Roadkill in Cuero breathes life into legend of creature
The Associated Press
CUERO -- Phylis Canion lived in Africa for four years. She has been a hunter all her life and has the mounted heads of a zebra and other exotic animals in her house to prove it.
But the roadkill she found last month outside of her ranch was a new one even for her, worth putting in a freezer hidden from curious onlookers: Canion believes she may have the head of the mythical bloodsucking chupacabra.
"It is one ugly creature," Canion said, holding the head of the mammal with big ears, large fanged teeth and grayish-blue, mostly hairless skin.

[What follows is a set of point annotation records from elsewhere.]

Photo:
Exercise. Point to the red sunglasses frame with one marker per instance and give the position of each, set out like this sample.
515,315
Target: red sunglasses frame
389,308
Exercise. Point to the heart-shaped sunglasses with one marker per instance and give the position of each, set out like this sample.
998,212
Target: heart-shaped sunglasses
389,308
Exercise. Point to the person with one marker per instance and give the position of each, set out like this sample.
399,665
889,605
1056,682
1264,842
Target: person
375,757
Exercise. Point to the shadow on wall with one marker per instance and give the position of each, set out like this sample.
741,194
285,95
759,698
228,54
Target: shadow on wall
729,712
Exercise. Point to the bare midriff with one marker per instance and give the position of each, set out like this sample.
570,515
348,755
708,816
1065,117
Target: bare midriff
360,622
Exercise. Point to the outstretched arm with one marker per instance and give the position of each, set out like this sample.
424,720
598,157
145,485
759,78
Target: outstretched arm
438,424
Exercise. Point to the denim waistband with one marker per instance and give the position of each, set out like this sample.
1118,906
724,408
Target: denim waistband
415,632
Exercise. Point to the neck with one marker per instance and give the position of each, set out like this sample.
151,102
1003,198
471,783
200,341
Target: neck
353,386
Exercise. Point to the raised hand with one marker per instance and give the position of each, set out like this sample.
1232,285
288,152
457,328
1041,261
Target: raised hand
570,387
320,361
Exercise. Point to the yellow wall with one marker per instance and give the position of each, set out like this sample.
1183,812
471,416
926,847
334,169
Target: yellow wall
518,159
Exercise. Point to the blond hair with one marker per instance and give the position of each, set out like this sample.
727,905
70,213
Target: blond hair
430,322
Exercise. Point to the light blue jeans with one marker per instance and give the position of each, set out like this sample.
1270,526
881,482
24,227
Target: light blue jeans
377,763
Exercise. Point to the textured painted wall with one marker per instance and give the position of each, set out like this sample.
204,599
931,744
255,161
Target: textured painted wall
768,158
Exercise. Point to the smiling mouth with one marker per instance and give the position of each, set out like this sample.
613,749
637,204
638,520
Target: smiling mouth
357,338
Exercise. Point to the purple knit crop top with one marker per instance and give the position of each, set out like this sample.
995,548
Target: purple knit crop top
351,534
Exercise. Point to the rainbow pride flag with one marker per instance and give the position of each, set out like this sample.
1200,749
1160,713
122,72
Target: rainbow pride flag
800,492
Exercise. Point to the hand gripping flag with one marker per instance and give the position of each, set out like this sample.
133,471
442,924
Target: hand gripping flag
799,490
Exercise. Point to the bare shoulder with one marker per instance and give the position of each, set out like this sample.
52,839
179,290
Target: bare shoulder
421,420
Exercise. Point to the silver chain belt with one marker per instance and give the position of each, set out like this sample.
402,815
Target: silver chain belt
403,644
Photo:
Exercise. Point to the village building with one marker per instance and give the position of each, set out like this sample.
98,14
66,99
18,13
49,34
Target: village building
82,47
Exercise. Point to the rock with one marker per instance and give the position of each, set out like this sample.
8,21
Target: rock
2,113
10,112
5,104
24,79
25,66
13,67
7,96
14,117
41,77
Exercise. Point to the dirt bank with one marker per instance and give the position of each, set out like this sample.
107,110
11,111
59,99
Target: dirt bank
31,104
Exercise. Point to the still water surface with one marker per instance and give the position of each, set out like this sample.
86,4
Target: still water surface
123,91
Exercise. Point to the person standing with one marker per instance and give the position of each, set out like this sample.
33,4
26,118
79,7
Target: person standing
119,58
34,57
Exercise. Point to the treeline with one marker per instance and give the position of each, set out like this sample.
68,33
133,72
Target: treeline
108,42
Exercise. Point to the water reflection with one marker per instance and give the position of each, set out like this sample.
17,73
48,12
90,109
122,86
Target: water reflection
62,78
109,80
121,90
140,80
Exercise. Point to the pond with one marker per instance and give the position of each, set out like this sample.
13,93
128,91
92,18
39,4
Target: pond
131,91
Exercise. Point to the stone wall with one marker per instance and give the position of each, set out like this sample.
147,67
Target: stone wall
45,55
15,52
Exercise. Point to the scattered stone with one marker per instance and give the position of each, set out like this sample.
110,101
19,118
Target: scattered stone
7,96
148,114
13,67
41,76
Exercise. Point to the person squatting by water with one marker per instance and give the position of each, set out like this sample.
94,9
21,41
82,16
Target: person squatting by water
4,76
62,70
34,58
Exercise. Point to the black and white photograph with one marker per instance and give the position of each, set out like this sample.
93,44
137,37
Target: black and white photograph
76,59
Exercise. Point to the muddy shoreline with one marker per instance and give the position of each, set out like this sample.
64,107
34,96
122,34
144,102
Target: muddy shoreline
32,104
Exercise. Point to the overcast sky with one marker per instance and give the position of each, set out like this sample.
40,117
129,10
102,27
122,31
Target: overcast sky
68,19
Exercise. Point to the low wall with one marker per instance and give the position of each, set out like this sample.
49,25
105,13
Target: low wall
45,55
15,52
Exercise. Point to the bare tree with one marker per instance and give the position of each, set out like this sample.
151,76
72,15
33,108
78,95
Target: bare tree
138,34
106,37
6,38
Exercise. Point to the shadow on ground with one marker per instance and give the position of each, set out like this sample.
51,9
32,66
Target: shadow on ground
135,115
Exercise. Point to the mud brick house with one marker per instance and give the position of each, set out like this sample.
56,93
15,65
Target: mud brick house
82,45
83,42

Canion and some of her neighbors discovered the 40-pound bodies of three of the animals over four days in July outside her ranch in Cuero, 90 miles southeast of San Antonio. Canion said she saved the head of the one she found so she can get to get to the bottom of its ancestry through DNA testing.
She suspects, as have many rural denizens over the years, that the chupacabra may have killed up to 26 of her chickens in the last couple of years.
What tipped Canion to the possibility that this was no ugly coyote, but perhaps the legendary creature, is that the chickens weren't eaten or carried off -- all the blood was drained from them, she said.
Chupacabra means "goat sucker" in Spanish.
But what folks are calling a chupacabra is probably just a strange dog, said veterinarian Travis Schaar of the Main Street Animal Hospital in nearby Victoria.